Anton Lasic was left devastated after being fleeced in a so-called “Ringing the Changes” fraud.
The term – used by police – possibly makes the crime sound more innocent than it is. Effectively “Ringing the Changes” involves sleight of hand so skilled it would make Paul Daniels green with envy and it has “more front than Brighton Pier”.
Mr Lasic fell victim to one of the smoothest exponents of the “art” ever seen in the Capital.
Asked by the “casino worker” if he could change a wad of £10 notes for twenties, the trusting 67-year-old found himself willingly counting out the money.
However, CCTV footage later showed the suspect pocketing bank notes off the counter while his back was turned. The greedy thief used two more ploys to part the devastated owner from a four-figure sum.
He said: “He told me he was the manager of a casino and took a business card out to show me. He was well-dressed, polite and well-spoken. He said he needed to change £10 notes for £20s for the casino. He counted out £200 in £10 notes and put them on the counter. I counted them and found there was only £190. He apologised and found another £10 in his wallet. He put it on the pile with the rest.
“Then he pointed at a souvenir and started talking about it to distract me. When we looked at the CCTV, you could see him quickly take money off the pile and put it in his pocket.”
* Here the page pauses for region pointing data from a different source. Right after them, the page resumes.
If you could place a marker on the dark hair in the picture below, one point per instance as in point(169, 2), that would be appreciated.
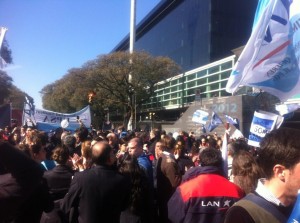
point(168, 143)
point(101, 157)
point(82, 133)
point(280, 146)
point(211, 157)
point(236, 146)
point(246, 171)
point(140, 190)
point(69, 141)
point(212, 142)
point(60, 154)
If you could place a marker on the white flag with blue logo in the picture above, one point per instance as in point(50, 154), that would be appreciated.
point(271, 59)
point(262, 123)
point(2, 34)
point(200, 117)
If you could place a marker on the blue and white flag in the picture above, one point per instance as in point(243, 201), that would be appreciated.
point(2, 34)
point(263, 123)
point(47, 121)
point(284, 109)
point(5, 115)
point(214, 122)
point(200, 117)
point(233, 121)
point(271, 59)
point(225, 154)
point(295, 215)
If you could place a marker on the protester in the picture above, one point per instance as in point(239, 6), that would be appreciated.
point(273, 199)
point(168, 177)
point(59, 181)
point(135, 149)
point(141, 196)
point(206, 197)
point(23, 193)
point(245, 171)
point(99, 193)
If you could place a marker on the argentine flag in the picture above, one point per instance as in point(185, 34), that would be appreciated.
point(270, 60)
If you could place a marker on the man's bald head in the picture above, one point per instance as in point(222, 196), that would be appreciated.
point(102, 153)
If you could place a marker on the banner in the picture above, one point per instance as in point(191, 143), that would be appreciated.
point(46, 120)
point(200, 117)
point(2, 34)
point(214, 122)
point(263, 123)
point(5, 115)
point(225, 154)
point(284, 109)
point(233, 121)
point(271, 58)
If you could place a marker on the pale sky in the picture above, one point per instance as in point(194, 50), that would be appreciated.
point(49, 37)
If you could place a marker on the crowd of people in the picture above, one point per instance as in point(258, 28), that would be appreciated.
point(137, 176)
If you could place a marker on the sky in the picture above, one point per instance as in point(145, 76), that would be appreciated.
point(49, 37)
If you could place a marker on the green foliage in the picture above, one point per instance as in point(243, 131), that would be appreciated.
point(108, 76)
point(5, 85)
point(6, 52)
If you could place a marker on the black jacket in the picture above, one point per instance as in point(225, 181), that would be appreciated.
point(99, 193)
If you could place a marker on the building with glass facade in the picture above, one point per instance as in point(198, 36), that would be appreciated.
point(200, 36)
point(194, 32)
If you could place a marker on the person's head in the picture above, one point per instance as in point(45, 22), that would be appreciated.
point(81, 134)
point(212, 142)
point(38, 152)
point(203, 141)
point(86, 150)
point(69, 141)
point(155, 133)
point(168, 143)
point(236, 146)
point(102, 154)
point(245, 171)
point(158, 149)
point(211, 157)
point(60, 154)
point(279, 159)
point(135, 147)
The con man then asked if Mr Lasic had bank notes with serial numbers ending in double digits as they would be used as “prizes” for a casino game.
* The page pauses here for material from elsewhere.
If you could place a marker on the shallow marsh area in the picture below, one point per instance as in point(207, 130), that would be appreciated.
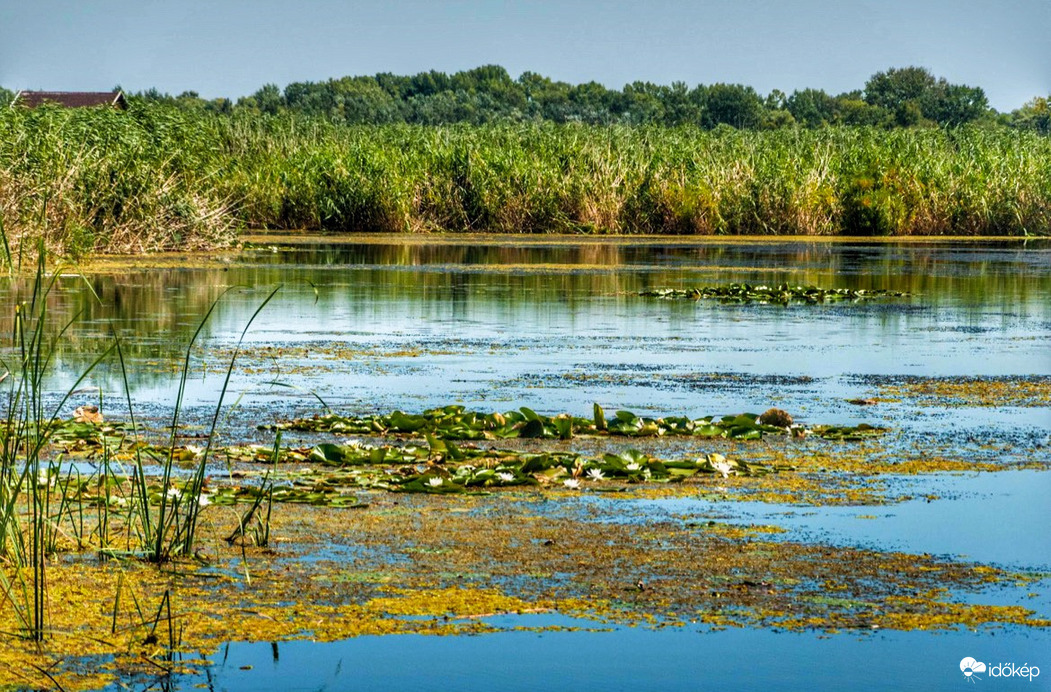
point(922, 544)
While looking through £1000 in takings, the suspect took more cash while constantly distracting his victim.
Not content with his haul, the thief followed a shop assistant into a storeroom where she was counting up £10,000 in takings. Mr Lasic said: “She asked what he was doing down there and he said, ‘Your boss said it was all right’. I was counting money upstairs and – when I realised £400 was missing – I rushed downstairs. The man was there and said, ‘Thank you my friend’, and bolted out the shop. He had stolen another £1200.”
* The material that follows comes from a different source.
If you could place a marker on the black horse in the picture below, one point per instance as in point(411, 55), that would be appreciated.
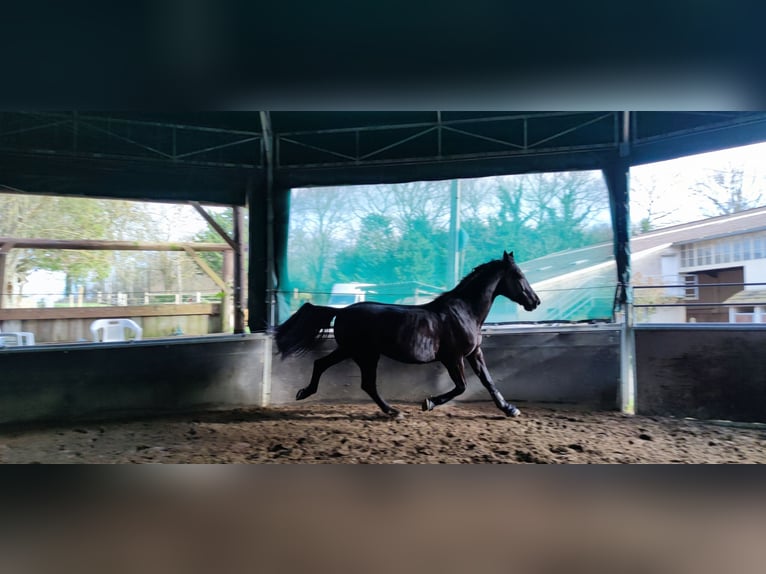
point(447, 329)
A former senior officer in Edinburgh said crooks were always looking for a “new spin” to exploit human frailty. He said: “Criminals are using tried and tested techniques but adding new spins on them, whether through technology or other aids. “Ringing the Changes” can be found in Oliver Twist but human fallibility does not change. Criminals look to exploit that.”
Pc Steven Skirving, of Police Scotland, said the culprit struck at 4pm on Sunday. He is white, slim and had black hair. He was wearing a black shirt and grey trousers.
“This scam is often used in busy premises where staff have access to large sums of cash,” he said. “The suspect then tries to confuse employees into handing over more money than they came in with.”
In The Real Hustle, a team of real-life confidence tricksters carry out notorious scams on unsuspecting members of the general public while hidden cameras capture the action.
Former model Polly Parsons, 30, features as a sexy decoy.
ELABORATE CRIMINALS TARGET THE LOTHIANS
CRIMINALS have targeted the Lothians with increasingly ingenious scams in recent months. Last month, con artists stole more than £30,000 from three victims in a phone sting which saw them pretend to be bank fraud investigators. The crooks called victims about “unusual activity” on their accounts, urging them to phone the helpline number on their debit cards. But the thieves managed to stay on the line – using devices to mimic dialling and ringing tones to fool victims into thinking they were through to their bank. Tiny iPods have also been attached to ATMs to film victims entering their Pins.